Sunday, January 29, 2017

Uphill battle

I wrote last weekend how one of the small pieces of encouragement I found under the new administration was that within three days of me posting about sponsoring an Afghani refugee family with a group of friends, we had raised all the money and supplies we needed to support them in their transition to America. They were scheduled to arrive this upcoming Wednesday, February 1, when we would meet them at the airport with a warm meal and welcome them to their new home. Friday night we found out that the president signed an executive order banning all refugees from entering the country for 120 days, and cutting the number of refugees being accepted this year from 110,000 to 50,000, even though more than 50,000 have already been vetted - including our family. Best case scenario is that they still get in after spending an additional and unnecessary four months in a refugee camp. Worst case is they don't make the cut anymore. And that's to say nothing of all the families from the seven countries that are banned entirely.

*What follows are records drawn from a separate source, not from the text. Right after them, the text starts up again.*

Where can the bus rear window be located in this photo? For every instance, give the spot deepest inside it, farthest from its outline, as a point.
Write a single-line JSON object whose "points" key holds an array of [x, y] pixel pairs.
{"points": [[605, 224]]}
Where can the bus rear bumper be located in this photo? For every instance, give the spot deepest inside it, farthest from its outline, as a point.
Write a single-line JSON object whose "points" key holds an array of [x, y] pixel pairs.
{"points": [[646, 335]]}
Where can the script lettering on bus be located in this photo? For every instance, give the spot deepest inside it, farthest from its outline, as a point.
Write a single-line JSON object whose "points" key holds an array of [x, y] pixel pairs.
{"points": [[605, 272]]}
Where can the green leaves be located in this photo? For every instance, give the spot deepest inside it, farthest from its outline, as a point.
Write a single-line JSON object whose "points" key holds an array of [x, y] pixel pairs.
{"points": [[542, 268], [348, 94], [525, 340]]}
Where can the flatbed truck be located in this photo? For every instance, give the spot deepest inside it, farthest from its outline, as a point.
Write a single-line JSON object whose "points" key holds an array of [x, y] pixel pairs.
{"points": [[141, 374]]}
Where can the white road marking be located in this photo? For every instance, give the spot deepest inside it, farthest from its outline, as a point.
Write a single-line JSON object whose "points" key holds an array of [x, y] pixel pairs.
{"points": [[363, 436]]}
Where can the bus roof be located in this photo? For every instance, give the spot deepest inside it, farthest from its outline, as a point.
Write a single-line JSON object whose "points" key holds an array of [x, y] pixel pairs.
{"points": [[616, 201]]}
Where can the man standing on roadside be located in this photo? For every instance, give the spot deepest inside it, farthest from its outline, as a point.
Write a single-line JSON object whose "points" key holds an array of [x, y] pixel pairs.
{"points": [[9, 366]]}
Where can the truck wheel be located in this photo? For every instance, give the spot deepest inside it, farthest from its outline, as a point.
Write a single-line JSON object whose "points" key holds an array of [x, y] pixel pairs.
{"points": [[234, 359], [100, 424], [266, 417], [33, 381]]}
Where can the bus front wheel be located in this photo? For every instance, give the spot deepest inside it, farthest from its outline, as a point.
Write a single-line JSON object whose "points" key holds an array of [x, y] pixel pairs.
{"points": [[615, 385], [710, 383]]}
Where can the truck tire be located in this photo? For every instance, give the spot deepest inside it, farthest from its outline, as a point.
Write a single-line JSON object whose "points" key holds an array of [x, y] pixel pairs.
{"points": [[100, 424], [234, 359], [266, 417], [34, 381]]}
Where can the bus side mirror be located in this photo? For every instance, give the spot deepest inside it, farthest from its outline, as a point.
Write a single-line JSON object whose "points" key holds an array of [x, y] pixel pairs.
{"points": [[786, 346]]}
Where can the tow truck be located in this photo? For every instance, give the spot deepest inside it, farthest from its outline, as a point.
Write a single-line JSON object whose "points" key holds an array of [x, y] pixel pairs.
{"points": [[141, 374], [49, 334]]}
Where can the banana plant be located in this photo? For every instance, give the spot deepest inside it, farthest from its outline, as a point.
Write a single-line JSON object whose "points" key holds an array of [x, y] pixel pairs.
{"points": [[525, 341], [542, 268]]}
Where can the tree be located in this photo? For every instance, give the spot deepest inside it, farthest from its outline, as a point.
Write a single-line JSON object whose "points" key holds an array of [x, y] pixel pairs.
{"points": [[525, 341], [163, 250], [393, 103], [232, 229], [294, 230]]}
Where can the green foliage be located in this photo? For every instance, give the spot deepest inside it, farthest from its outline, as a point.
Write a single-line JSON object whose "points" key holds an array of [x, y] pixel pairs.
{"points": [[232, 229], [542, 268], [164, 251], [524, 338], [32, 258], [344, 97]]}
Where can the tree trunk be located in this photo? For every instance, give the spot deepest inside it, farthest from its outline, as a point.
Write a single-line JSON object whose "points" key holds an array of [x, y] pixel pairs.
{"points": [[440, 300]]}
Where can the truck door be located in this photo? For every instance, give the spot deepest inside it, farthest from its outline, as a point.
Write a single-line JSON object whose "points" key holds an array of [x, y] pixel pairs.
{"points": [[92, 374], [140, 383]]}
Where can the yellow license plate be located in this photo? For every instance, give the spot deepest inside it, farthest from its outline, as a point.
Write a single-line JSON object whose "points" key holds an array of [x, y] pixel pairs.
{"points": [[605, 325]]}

I spent about two hours sobbing in bed yesterday morning. I know this isn't the most upsetting thing about the executive order, but I kept thinking how I had found this one tiny way to help one individual family in the face of so much awfulness, and now even that was gone. And then thinking that the despair and helplessness I was feeling could only be a tiny drop in the bucket of how the family was feeling. They had been five days away from starting a new life in safety, after years and years of waiting in refugee camps and being vetted and vetted and vetted again. I can't even wrap my head around how that would feel.

Ben eventually got me out of bed, and as we were trying to figure out what to do, a friend told us that a protest was happening at SFO airport in a few hours. I figured doing something was better than continuing to cry at home, and that it might feel good to turn some of my anger into yelling. We pulled two big pieces of cardboard from the dumpster outside our apartment building, wrote "banning refugees does not make us safer" on them in marker, met up with some friends who had just done the same, and then headed over to SFO. We got there shortly after the protest was scheduled to start at 3 and there were already a couple hundred people there - within about an hour there were close to a thousand, and the road to the terminal was shut down as we filled the space. We eventually moved inside and took over the arrivals level of the international terminal, since that's where the Department of Homeland Security is.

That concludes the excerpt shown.